Huang's research on corporate social responsibility published in international journal

Roger Coda
Dr. Lei Huang, School of Business, Marketing major

Dr. Lei Huang

The backfire effect of corporate social responsibility (CSR) is examined in an article, co-written by Department of Business Administration Associate Professor of Marketing Lei Huang.

The article was published in the latest issue of Journal of Marketing Theory & Practice, 30(4), 494-511.

In the paper, “Not all Corporate Social Responsibility (CSR) is Created Equal: A Study of Consumer Perceptions of CSR on Firms Post Fraud,” Dr. Huang and his colleague, Dr. Kristina Harrison, of the University of Southern Mississippi,  suggest that when firms signal sincere CSR motivations through low expected benefits and then later engage in fraud or wrongdoing, that consumers will more harshly judge a firm than if they had signaled profit-driven expectations from CSR activities and also later engaged in fraud or wrongdoing.

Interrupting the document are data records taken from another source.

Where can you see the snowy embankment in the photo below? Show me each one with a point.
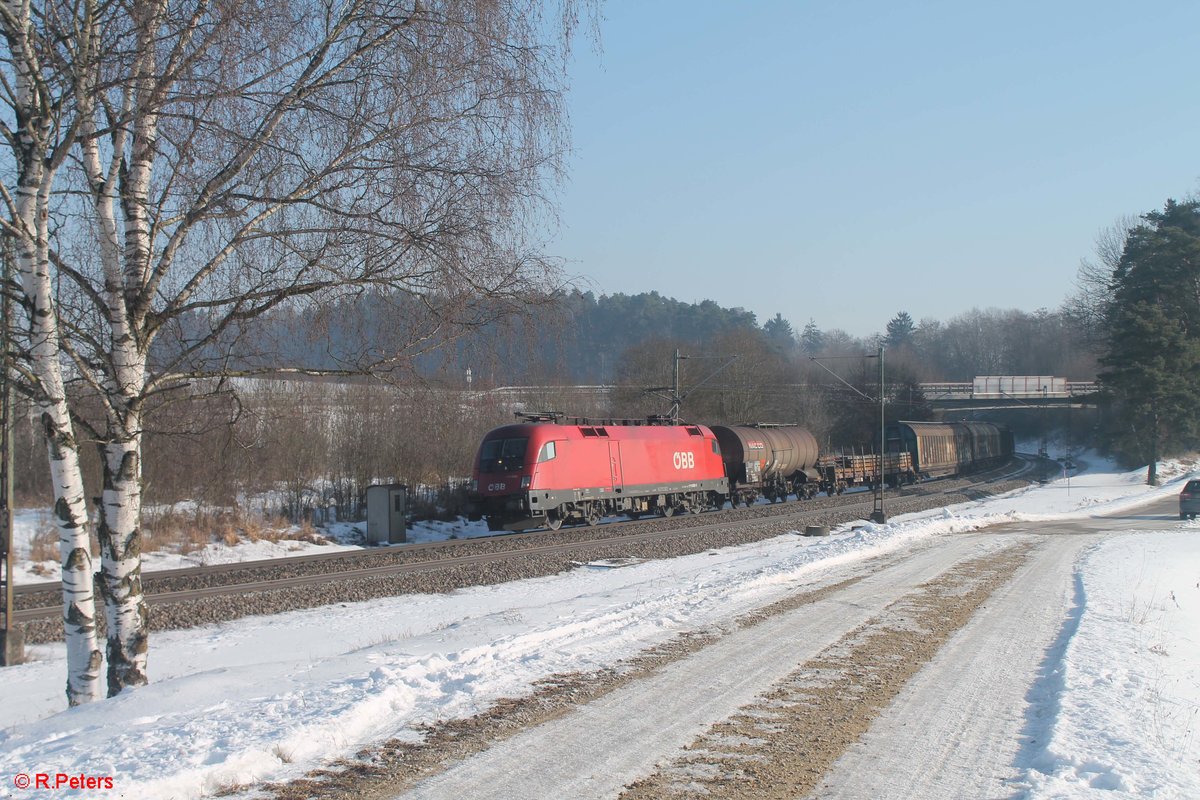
(269, 698)
(1127, 690)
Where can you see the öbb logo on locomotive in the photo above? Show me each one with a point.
(684, 459)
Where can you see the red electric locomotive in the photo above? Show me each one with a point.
(549, 470)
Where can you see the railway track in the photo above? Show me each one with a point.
(227, 591)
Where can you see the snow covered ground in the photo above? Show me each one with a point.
(269, 698)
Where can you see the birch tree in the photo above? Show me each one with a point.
(232, 160)
(37, 124)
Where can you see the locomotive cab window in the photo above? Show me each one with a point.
(503, 455)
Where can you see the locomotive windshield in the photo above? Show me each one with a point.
(503, 455)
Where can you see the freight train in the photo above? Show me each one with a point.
(551, 470)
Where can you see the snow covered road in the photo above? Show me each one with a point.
(598, 749)
(989, 649)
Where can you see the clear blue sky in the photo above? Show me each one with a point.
(845, 161)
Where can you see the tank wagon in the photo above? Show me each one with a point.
(943, 449)
(551, 470)
(766, 459)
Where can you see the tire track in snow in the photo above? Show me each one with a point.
(781, 745)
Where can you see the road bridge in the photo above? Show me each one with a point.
(1012, 391)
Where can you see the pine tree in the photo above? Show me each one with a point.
(1152, 364)
(900, 330)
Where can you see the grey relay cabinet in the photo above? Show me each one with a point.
(387, 510)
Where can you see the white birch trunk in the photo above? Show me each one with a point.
(125, 275)
(31, 218)
(120, 552)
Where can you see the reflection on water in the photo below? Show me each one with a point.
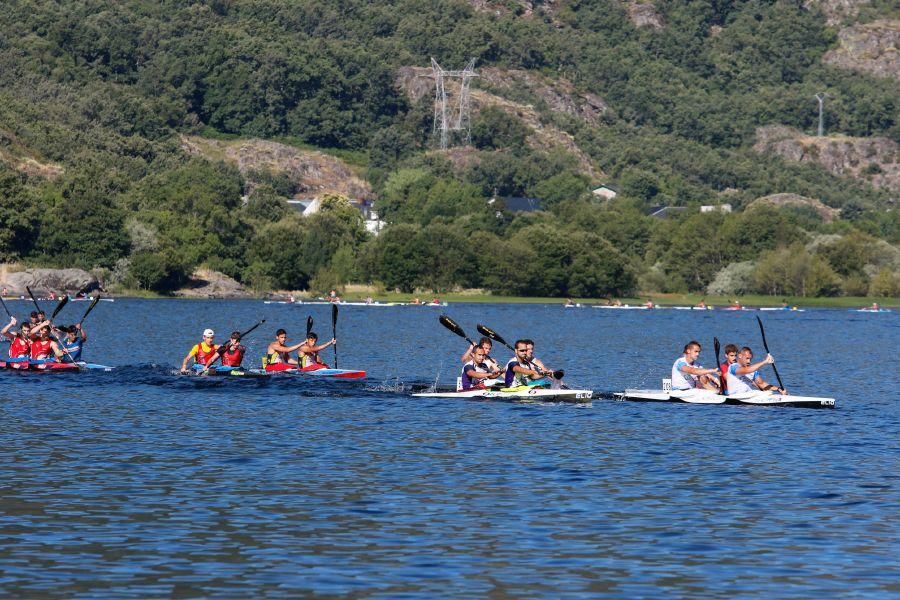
(139, 482)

Through an empirical study, Huang exhibits how firms may inadvertently demonstrate corporate hypocrisy through their signaled intents. The research not only extends CSR motivation research and corporate hypocrisy, but also provides evidence of how financially signaled CSR motivations can give consumers indicators about CSR sincerity. When signaled intent is later met with inconsistent behavior, consumers infer corporate hypocrisy and worse judgments on a firm than if the firm had just signaled from the beginning that they were engaging in a CSR activity with the hopes of obtaining high expected financial benefits.